Les critiques sont parfois justifiées. Je ne nie pas le fait que tout n’a pas été parfait, ni que certains ont des soucis particuliers. Mais je ne pensais pas que mes compatriotes avaient la conviction qu’il fallait absolument aller vers un extrême pour aller mieux. L’extrême droite ? L’extrême gauche ? Ce n’est absolument pas possible à mes yeux. Je ne me reconnais pas dans les valeurs défendues et je ne suis pas la seule. Dans mon entourage, personne ne m’a dit : ‘Maud, comment tu peux encore voter pour le président ?’ Au contraire, mes proches y croient encore. Je vous promets. »

« Je vais voter pour le Nouveau Front Populaire, parce que je veux pouvoir vivre un peu plus heureux » 

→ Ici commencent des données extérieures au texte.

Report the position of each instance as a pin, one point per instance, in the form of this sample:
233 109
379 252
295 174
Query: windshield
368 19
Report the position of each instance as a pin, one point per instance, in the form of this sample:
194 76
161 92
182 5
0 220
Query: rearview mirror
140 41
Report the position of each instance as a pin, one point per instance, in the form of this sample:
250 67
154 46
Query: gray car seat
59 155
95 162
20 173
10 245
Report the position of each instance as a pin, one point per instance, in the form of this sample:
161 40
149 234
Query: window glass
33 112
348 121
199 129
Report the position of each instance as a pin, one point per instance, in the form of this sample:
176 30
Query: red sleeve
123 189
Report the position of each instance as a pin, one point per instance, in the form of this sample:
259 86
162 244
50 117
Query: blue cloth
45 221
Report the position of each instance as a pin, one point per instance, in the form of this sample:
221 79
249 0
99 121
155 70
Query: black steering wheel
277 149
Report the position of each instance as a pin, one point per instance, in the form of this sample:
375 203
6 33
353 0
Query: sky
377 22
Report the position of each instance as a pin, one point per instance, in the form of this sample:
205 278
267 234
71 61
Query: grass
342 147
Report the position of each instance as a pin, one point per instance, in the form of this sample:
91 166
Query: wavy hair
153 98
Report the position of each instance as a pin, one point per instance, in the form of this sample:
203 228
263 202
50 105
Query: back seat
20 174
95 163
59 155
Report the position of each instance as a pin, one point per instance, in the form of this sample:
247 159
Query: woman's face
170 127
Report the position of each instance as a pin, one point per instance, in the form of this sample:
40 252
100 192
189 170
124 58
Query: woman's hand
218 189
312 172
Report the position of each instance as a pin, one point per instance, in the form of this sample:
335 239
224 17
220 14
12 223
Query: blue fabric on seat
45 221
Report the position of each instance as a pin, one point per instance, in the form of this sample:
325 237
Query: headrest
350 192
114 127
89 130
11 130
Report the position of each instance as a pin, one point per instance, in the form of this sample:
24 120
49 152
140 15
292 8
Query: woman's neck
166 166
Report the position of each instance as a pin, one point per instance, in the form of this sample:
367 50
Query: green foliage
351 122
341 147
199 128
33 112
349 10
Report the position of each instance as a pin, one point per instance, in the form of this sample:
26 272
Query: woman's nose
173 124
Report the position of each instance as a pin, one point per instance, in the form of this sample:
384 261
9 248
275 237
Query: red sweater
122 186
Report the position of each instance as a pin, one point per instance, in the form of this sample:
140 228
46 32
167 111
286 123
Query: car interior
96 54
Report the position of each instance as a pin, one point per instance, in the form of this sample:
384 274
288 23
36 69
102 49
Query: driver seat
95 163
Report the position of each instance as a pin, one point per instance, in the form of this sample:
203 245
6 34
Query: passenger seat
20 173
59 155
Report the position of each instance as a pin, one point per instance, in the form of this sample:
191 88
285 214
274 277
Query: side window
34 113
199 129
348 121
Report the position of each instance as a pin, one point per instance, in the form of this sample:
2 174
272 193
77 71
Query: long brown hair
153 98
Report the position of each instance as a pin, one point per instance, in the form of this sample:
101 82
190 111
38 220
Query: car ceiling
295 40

Kevin, 22 ans, employé dans une salaison, Saint-Symphorien-sur-Coise. « J’ai lu les programmes de tous les candidats et celui du Nouveau Front Populaire m’a parlé. J’aime bien François Ruffin. Lui comprend quand des gens se plaignent que la vie est de plus en plus dure. C’est vrai, elle est de plus en plus dure, parce que de plus en plus chère.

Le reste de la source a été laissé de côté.